Review – Decay

A point-and-click game with horror elements, originally released in episodic chunks on the now-extinct Xbox Live Indie Games platform, being re-released as an Xbox One exclusive years after that platform’s demise is the last thing I’d imagine I’d review in 2019, but this is a weird world we live in. I’m dealing with Decay, one of the very few Xbox One exclusives ever released, alongside Halo 5 and the video game version of that terrible Ben-Hur remake.


This bathroom looks better than the one from the LA hotel I stayed in last year.

Decay might be, technically speaking, a point-and-click adventure, but it desperately tries to sell itself as a psychological horror. It’s pretty easy to notice that games like Silent Hill are its main sources of inspiration. Sadly, while Konami’s games are unsettling and scary, Decay just simply isn’t, even though it tries really hard. It unfortunately features an excessive amount of issues that hinder it from even being just an average game.

First of all, it’s ugly. Sure, I get it.
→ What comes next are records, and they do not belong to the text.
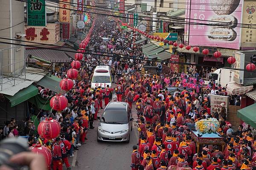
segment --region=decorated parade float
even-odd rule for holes
[[[215,118],[200,120],[195,123],[195,130],[192,130],[192,138],[196,143],[197,153],[205,144],[218,145],[224,150],[225,143],[223,137],[218,132],[220,127],[219,121]]]

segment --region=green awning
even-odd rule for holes
[[[148,56],[148,58],[153,59],[157,57],[157,60],[163,60],[170,58],[171,57],[171,53],[164,51],[157,54],[149,56]]]
[[[139,41],[137,41],[135,42],[135,43],[136,44],[138,44],[139,43],[142,42],[143,41],[145,41],[146,40],[147,40],[147,38],[143,38],[143,39],[141,39],[140,40],[139,40]]]
[[[39,109],[46,110],[50,110],[52,109],[50,107],[50,99],[47,100],[47,99],[43,98],[39,94],[31,97],[29,100],[29,102],[34,104]]]
[[[13,107],[28,100],[38,94],[38,89],[31,85],[27,88],[20,90],[13,96],[6,95],[5,96],[10,100],[11,107]]]
[[[153,45],[154,45],[154,44],[153,43],[149,43],[148,44],[145,44],[145,45],[143,45],[142,46],[141,46],[141,47],[142,48],[142,49],[144,49],[145,48],[148,47]]]
[[[145,52],[144,54],[146,56],[151,56],[153,55],[156,54],[157,54],[160,53],[161,52],[164,51],[164,49],[162,47],[159,47],[157,48],[154,49],[154,50],[151,50],[148,52]]]
[[[237,110],[237,116],[243,121],[255,128],[256,128],[256,103],[255,103]]]
[[[56,76],[47,75],[37,82],[37,84],[56,93],[59,93],[61,90],[59,85],[61,80],[61,79]]]

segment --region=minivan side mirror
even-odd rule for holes
[[[129,119],[129,121],[132,121],[134,120],[134,118],[130,118],[130,119]]]

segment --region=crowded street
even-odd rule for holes
[[[256,6],[180,1],[3,3],[0,170],[256,170]]]

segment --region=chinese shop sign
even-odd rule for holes
[[[70,0],[60,0],[60,23],[70,23]]]
[[[28,0],[27,22],[28,26],[46,26],[46,10],[44,0]]]

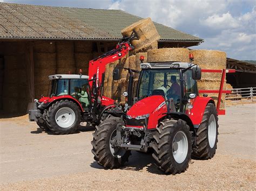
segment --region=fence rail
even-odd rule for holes
[[[256,96],[256,87],[227,89],[227,90],[231,90],[231,93],[226,94],[226,100],[239,100],[248,98],[253,100],[253,97]]]

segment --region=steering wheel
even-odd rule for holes
[[[166,86],[168,86],[170,88],[171,88],[171,86],[170,86],[169,85],[167,84]],[[163,86],[164,86],[164,84],[161,86],[161,87],[163,87]]]

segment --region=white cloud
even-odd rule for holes
[[[256,60],[255,5],[253,0],[119,0],[109,8],[151,17],[205,40],[193,48],[219,49],[231,58]]]

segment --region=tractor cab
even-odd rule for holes
[[[49,96],[70,95],[78,100],[84,110],[90,107],[91,89],[89,76],[78,74],[57,74],[49,76]]]
[[[136,100],[161,95],[169,105],[168,111],[184,112],[184,101],[190,95],[198,95],[196,80],[200,79],[200,71],[197,65],[187,62],[142,63],[141,67]]]

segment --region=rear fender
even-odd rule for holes
[[[208,103],[215,104],[214,101],[211,97],[197,96],[192,103],[193,108],[186,109],[186,114],[191,119],[195,128],[199,128],[205,108]]]
[[[84,112],[80,102],[70,95],[63,95],[63,96],[52,96],[51,97],[49,97],[48,99],[44,100],[43,102],[43,107],[44,108],[45,108],[45,109],[48,108],[49,107],[52,105],[53,103],[62,100],[68,100],[70,101],[72,101],[72,102],[73,102],[77,105],[78,108],[80,108],[80,110],[82,112]]]

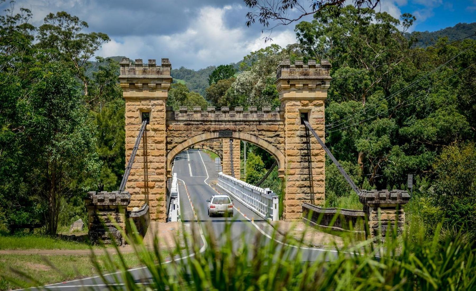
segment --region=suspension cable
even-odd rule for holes
[[[146,126],[147,126],[148,122],[148,119],[144,119],[144,121],[142,121],[142,125],[140,126],[140,129],[139,130],[139,134],[137,135],[136,143],[134,145],[134,148],[132,149],[132,152],[130,155],[130,158],[129,158],[129,161],[127,163],[127,167],[126,168],[126,171],[124,172],[122,181],[120,182],[120,187],[119,187],[119,194],[120,194],[126,188],[126,183],[127,182],[127,179],[129,178],[129,174],[130,173],[130,169],[132,168],[132,163],[134,163],[134,159],[136,158],[136,154],[137,153],[137,149],[139,148],[139,145],[140,144],[140,140],[142,138],[142,136],[144,135],[144,131],[145,130]]]

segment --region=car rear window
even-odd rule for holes
[[[215,197],[212,203],[214,204],[228,204],[231,203],[231,201],[228,197]]]

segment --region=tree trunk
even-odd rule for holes
[[[85,79],[83,80],[83,82],[84,83],[84,95],[88,96],[88,82]]]
[[[56,180],[56,173],[54,170],[51,170],[51,175],[49,181],[50,189],[48,189],[48,218],[47,222],[47,232],[50,235],[56,234],[58,230],[58,216],[60,207],[60,197],[59,197]]]
[[[359,151],[358,152],[358,157],[357,158],[357,164],[360,167],[362,173],[364,172],[364,152]]]

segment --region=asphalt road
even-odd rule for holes
[[[231,233],[234,241],[239,241],[243,236],[245,241],[252,243],[257,235],[265,236],[265,240],[273,239],[270,234],[272,229],[267,221],[264,221],[258,214],[254,213],[246,206],[236,200],[234,200],[234,215],[232,219],[214,217],[209,217],[207,211],[207,199],[211,195],[217,193],[217,191],[223,190],[216,187],[216,190],[209,183],[213,184],[218,179],[218,173],[215,171],[215,161],[212,161],[208,154],[198,150],[190,150],[184,151],[176,158],[173,172],[177,173],[179,180],[179,197],[180,205],[180,219],[184,223],[194,223],[196,226],[207,229],[220,240],[225,226],[225,221],[228,220],[231,225]],[[254,221],[252,221],[252,219]],[[199,221],[199,224],[195,223]],[[222,239],[223,238],[222,238]],[[200,243],[200,251],[203,251],[207,247],[205,243],[204,238],[202,236]],[[275,240],[278,246],[284,244],[278,240]],[[237,245],[237,247],[238,244]],[[291,247],[295,251],[296,247]],[[279,247],[278,246],[278,247]],[[303,261],[314,261],[319,258],[324,250],[314,248],[302,248]],[[192,254],[191,255],[193,255]],[[178,256],[169,259],[164,263],[169,263],[172,260],[179,258]],[[144,268],[137,268],[130,270],[133,277],[139,281],[147,280],[149,275]],[[118,273],[106,276],[109,282],[115,281],[115,276],[120,276]],[[123,284],[119,284],[118,287]],[[67,282],[53,284],[44,286],[51,290],[77,290],[82,287],[89,289],[103,290],[106,288],[103,280],[99,276],[85,278]]]

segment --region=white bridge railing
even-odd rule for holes
[[[279,198],[269,188],[260,188],[221,172],[218,173],[217,185],[259,216],[279,220]]]
[[[177,182],[177,173],[174,173],[173,176],[172,177],[170,201],[169,203],[168,207],[167,221],[178,221],[178,214],[180,213],[180,204],[178,203],[178,184]]]

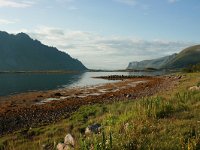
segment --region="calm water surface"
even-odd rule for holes
[[[0,74],[0,96],[28,91],[45,91],[91,86],[116,81],[92,77],[107,75],[160,75],[162,72],[84,72],[80,74]]]

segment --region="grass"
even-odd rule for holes
[[[23,129],[0,138],[0,150],[56,149],[67,133],[76,149],[200,149],[200,73],[187,74],[168,92],[134,101],[83,106],[70,118],[38,128]],[[100,134],[84,136],[93,123]]]

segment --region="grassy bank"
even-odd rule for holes
[[[76,149],[200,149],[200,73],[187,74],[170,91],[134,101],[83,106],[70,118],[0,138],[0,150],[56,149],[67,133]],[[84,136],[88,125],[102,132]]]

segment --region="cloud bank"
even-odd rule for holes
[[[69,53],[91,69],[125,69],[131,61],[167,56],[194,43],[142,40],[134,37],[101,36],[41,26],[28,34],[49,46]]]
[[[0,7],[26,8],[32,6],[33,4],[34,2],[24,0],[0,0]]]

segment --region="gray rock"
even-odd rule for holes
[[[72,137],[71,134],[67,134],[67,135],[65,136],[64,144],[66,144],[66,145],[71,145],[71,146],[73,146],[73,147],[75,146],[75,140],[74,140],[74,138]]]
[[[101,125],[99,123],[96,123],[96,124],[93,124],[91,126],[88,126],[86,129],[85,129],[85,134],[91,134],[91,133],[99,133],[101,132]]]

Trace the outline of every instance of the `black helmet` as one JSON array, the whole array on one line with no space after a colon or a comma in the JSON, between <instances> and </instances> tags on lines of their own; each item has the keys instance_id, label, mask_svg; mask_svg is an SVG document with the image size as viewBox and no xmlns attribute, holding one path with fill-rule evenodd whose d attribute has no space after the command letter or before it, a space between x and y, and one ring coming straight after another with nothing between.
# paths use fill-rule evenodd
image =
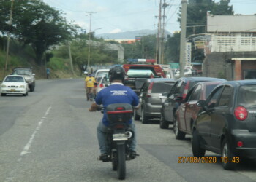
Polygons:
<instances>
[{"instance_id":1,"label":"black helmet","mask_svg":"<svg viewBox=\"0 0 256 182\"><path fill-rule=\"evenodd\" d=\"M123 81L125 76L125 71L121 66L113 67L108 72L109 80L112 82L115 79Z\"/></svg>"}]
</instances>

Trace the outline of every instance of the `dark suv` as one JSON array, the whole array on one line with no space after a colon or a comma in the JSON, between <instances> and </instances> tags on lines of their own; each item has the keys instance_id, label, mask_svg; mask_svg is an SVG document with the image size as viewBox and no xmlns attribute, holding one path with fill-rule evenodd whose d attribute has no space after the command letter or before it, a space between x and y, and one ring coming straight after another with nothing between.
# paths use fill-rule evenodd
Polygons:
<instances>
[{"instance_id":1,"label":"dark suv","mask_svg":"<svg viewBox=\"0 0 256 182\"><path fill-rule=\"evenodd\" d=\"M211 77L181 77L172 87L161 108L160 128L168 128L175 121L175 114L178 107L184 100L189 90L197 83L201 82L226 81L225 79Z\"/></svg>"},{"instance_id":2,"label":"dark suv","mask_svg":"<svg viewBox=\"0 0 256 182\"><path fill-rule=\"evenodd\" d=\"M143 84L140 95L140 108L134 112L135 119L140 119L147 123L149 119L159 118L162 100L166 97L163 92L168 92L174 83L174 79L147 79Z\"/></svg>"},{"instance_id":3,"label":"dark suv","mask_svg":"<svg viewBox=\"0 0 256 182\"><path fill-rule=\"evenodd\" d=\"M226 170L233 170L240 157L256 159L256 81L225 82L197 104L202 110L192 128L194 156L221 154Z\"/></svg>"},{"instance_id":4,"label":"dark suv","mask_svg":"<svg viewBox=\"0 0 256 182\"><path fill-rule=\"evenodd\" d=\"M35 74L33 74L31 68L15 68L13 69L13 75L22 75L25 77L26 82L28 83L30 92L34 91L36 87Z\"/></svg>"}]
</instances>

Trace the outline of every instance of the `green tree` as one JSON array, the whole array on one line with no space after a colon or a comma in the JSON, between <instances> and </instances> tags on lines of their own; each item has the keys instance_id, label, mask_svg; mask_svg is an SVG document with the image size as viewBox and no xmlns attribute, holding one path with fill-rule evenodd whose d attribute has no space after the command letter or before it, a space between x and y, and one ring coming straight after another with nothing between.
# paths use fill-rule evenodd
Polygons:
<instances>
[{"instance_id":1,"label":"green tree","mask_svg":"<svg viewBox=\"0 0 256 182\"><path fill-rule=\"evenodd\" d=\"M0 27L2 33L10 32L26 44L31 44L38 64L42 64L45 51L75 33L78 26L67 25L61 12L40 0L15 1L12 23L8 26L10 1L0 1Z\"/></svg>"},{"instance_id":2,"label":"green tree","mask_svg":"<svg viewBox=\"0 0 256 182\"><path fill-rule=\"evenodd\" d=\"M230 2L230 0L220 0L219 2L215 2L213 0L189 0L187 15L187 36L206 33L208 11L214 15L233 15L233 7L229 5ZM178 21L181 23L181 9L178 15ZM174 58L176 62L178 62L179 60L179 50L177 48L179 44L179 33L178 35L174 33L173 36L168 37L166 45L167 50L169 50L169 52L167 52L167 58L170 58L170 60ZM192 60L203 60L204 58L203 51L196 50L193 46L192 58Z\"/></svg>"}]
</instances>

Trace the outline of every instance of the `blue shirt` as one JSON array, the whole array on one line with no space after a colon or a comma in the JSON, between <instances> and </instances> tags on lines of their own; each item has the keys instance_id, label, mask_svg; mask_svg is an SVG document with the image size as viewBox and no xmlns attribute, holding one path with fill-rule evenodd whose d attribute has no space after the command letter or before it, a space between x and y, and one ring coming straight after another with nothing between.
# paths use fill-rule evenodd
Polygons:
<instances>
[{"instance_id":1,"label":"blue shirt","mask_svg":"<svg viewBox=\"0 0 256 182\"><path fill-rule=\"evenodd\" d=\"M103 105L105 108L109 104L125 103L132 106L138 106L139 100L136 93L129 87L124 86L121 83L113 83L109 87L99 91L95 98L97 105ZM106 111L104 111L102 122L108 126L109 122L107 118ZM132 123L132 119L129 124Z\"/></svg>"}]
</instances>

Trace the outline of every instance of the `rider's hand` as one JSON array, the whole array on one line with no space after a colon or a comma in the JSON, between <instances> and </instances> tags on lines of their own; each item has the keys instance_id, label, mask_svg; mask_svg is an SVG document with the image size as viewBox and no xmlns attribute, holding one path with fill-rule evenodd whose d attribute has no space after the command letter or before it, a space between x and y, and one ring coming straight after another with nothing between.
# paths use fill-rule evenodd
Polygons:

It’s an older game made on a ridiculously small budget, but even so, it’s just ugly. Every single image you see onscreen is pre-rendered like the background of an older Resident Evil game, as devoid of animations like the background of an older Resident Evil, as well as grainy as, well, you get the point. It doesn’t look like any remastering tinkering has been performed on the game’s visuals. All it looks like is that they have upscaled the resolution to a nice, cozy, and stretched 1080p. The sound design is another equally annoying bit, as Decay follows one of my least favorite trends in subpar horror games: alternating between being really quiet and loud as sin just to shock you with the loudness. It’s not scary, it’s a nuisance.


A happy and totally normal family.

The gameplay is a little less annoying than the visuals and sound, but not by a lot. Simply put, this is as straightforward of a point-and-click game as you’ll ever see, as in you literally have a mouse cursor onscreen. This might be a game released on Xbox One, but the gameplay is definitely not meant for a normal controller. It just looks so perfectly catered for a mouse and a PC audience, I have no idea why this control scheme was programmed with the Xbox in mind.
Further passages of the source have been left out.